1

I'm learning about assembly language right now and I'm a bit confused about how the immediate values are encoded. Can someone explain why the following values are valid: 0xff00ff00, 0xffffffff, 0x007f8000? Also why are the values 0xff0000ff, 0x007f9000 invalid?

From my understanding, the 12 bit immediate is split into 4 upper bits of rotation and 8 lower bits of the constant. So I thought all of the values I listed above would be invalid because it would need more than 12 bits.

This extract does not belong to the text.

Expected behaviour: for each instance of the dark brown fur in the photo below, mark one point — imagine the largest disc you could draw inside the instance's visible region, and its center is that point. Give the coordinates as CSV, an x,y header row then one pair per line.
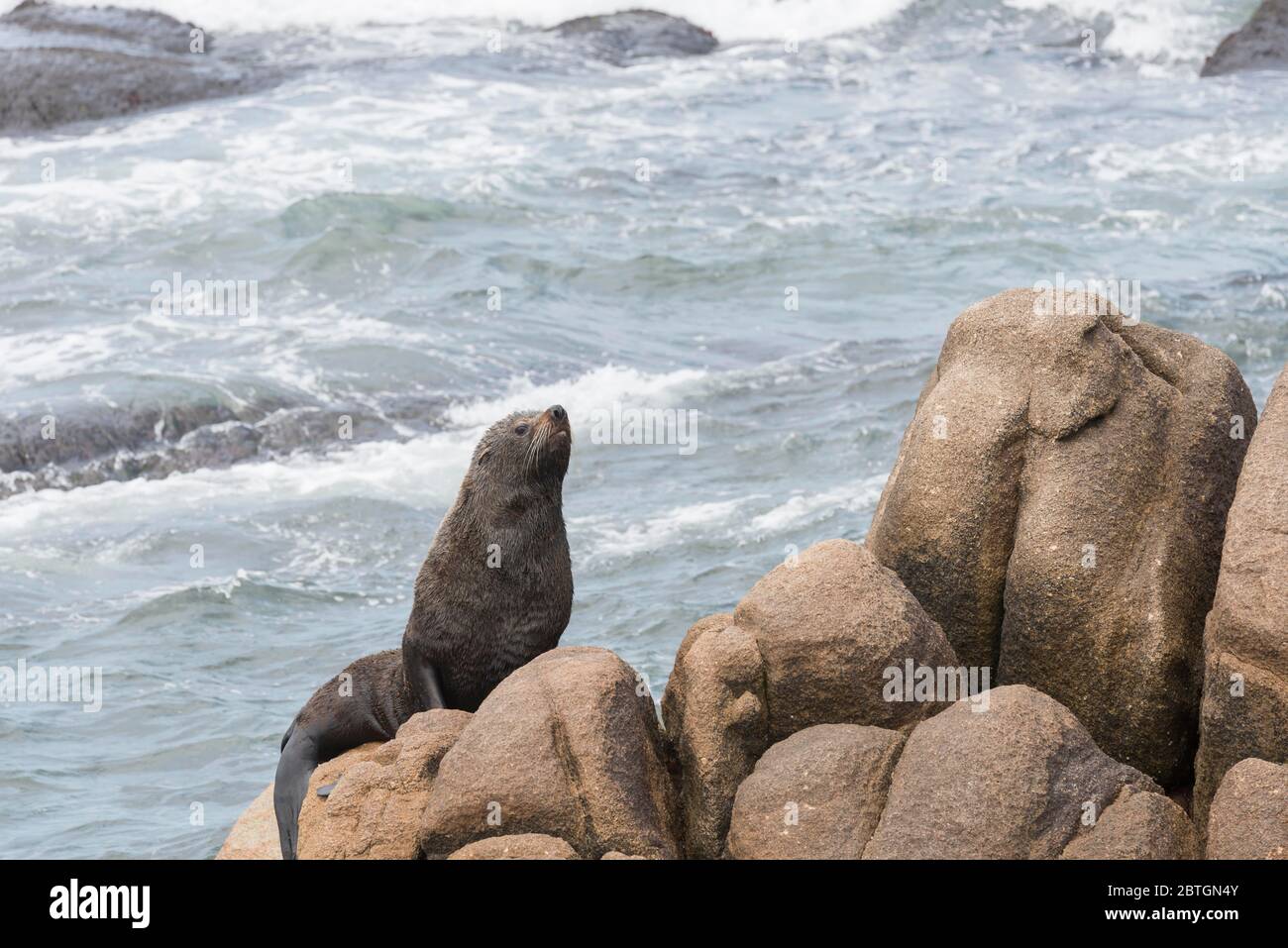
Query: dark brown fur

Some clarification on this topic would help so much, thanks!

Peter Cordes
  • 328,167
  • 45
  • 605
  • 847
  • 1
    The assembler can also use `mvn` with inverted bit patterns, for example; I think there's an existing Q&A about that somewhere. Also, if this is ARM64, then repeating bit-patterns are possible with bitwise booleans (but not immediates for other instructions like `add`), and thus for a pseudo-instruction that puts an immediate in a register. (Maybe also with some Thumb instructions in 32-bit ARM, I forget?) Have you tried looking at disassembly to see what encoding your assembler actually picked? The opcode might give you a big clue. – Peter Cordes Oct 14 '21 at 14:06
  • @PeterCordes i tried looking at the opcode but I am still confused – ahahahahana Oct 14 '21 at 14:25
  • 1
    Please clarify whether this is ARM32 or ARM64. Also, what's the actual instruction here? Different instructions allow different sets of immediates. – Nate Eldredge Oct 14 '21 at 14:50
  • 0xff00ff00 is definitely invalid. – Jake 'Alquimista' LEE Oct 14 '21 at 14:59
  • 1
    @Jake'Alquimista'LEE In Thumb code it is valid. OP didn't say whether he was using ARM or Thumb mode. – fuz Oct 14 '21 at 15:01
  • @fuz holy Sh*t. I completely forgot about thumb. No wonder the OP is so confused. Honestly, I don't understand professors teaching thumb assembly. You can hardly optimize anything in thumb assembly. – Jake 'Alquimista' LEE Oct 14 '21 at 15:17
  • @Jake'Alquimista'LEE I don't quite understand what you mean. You can do largely the same things in Thumb you can do in ARM. And the A32 (ARM) encoding is slowly becoming obsolete in favour of T32 (Thumb). – fuz Oct 14 '21 at 15:22
  • 1
    @fuz you are talking about thumb2 which is a slightly different story. The lack of conditional execution is however the deal breaker anyway. And besides, there are many professors still forcing their students to write hello world in original thumb. – Jake 'Alquimista' LEE Oct 14 '21 at 16:11
  • 1
    @Jake Thumb(2) supports conditional execution. And yes, of course Thumb2 is meant when I say Thumb. – fuz Oct 14 '21 at 16:47
  • @fuz I don't consider `IT` blocks a proper conditional execution - way too restrictive. – Jake 'Alquimista' LEE Oct 15 '21 at 03:34
  • @Jake'Alquimista'LEE `IT` blocks with just one instruction in them are parsed as instruction prefixes these days and do not cost extra cycles to execute. I.e. they do the exact same thing as conditional execution in A32 mode just with a potentially longer encoding. Not sure what you are missing. – fuz Oct 15 '21 at 08:45
  • @fuz only up to 5 consecutive instructions in the block if I remember correctly. I see no reason for using `thumb2` when there is `ARM32` mode where I can freely schedule all the instructions without the restrictive block. And the professors don't teach `thumb2` but the original `thumb` – Jake 'Alquimista' LEE Oct 16 '21 at 05:23
  • @Jake'Alquimista'LEE Blocks with more than one instruction in them are deprecated and single-instruction blocks behave like prefixes, i.e. they are decoded as a part of the following instruction. It's really quite identical to ARM mode. – fuz Oct 16 '21 at 09:10

2 Answers2

3

(This answer is for ARM32 mode, not Thumb2 or AArch64. Things are different there, and allowed immediates can depend on the instruction.)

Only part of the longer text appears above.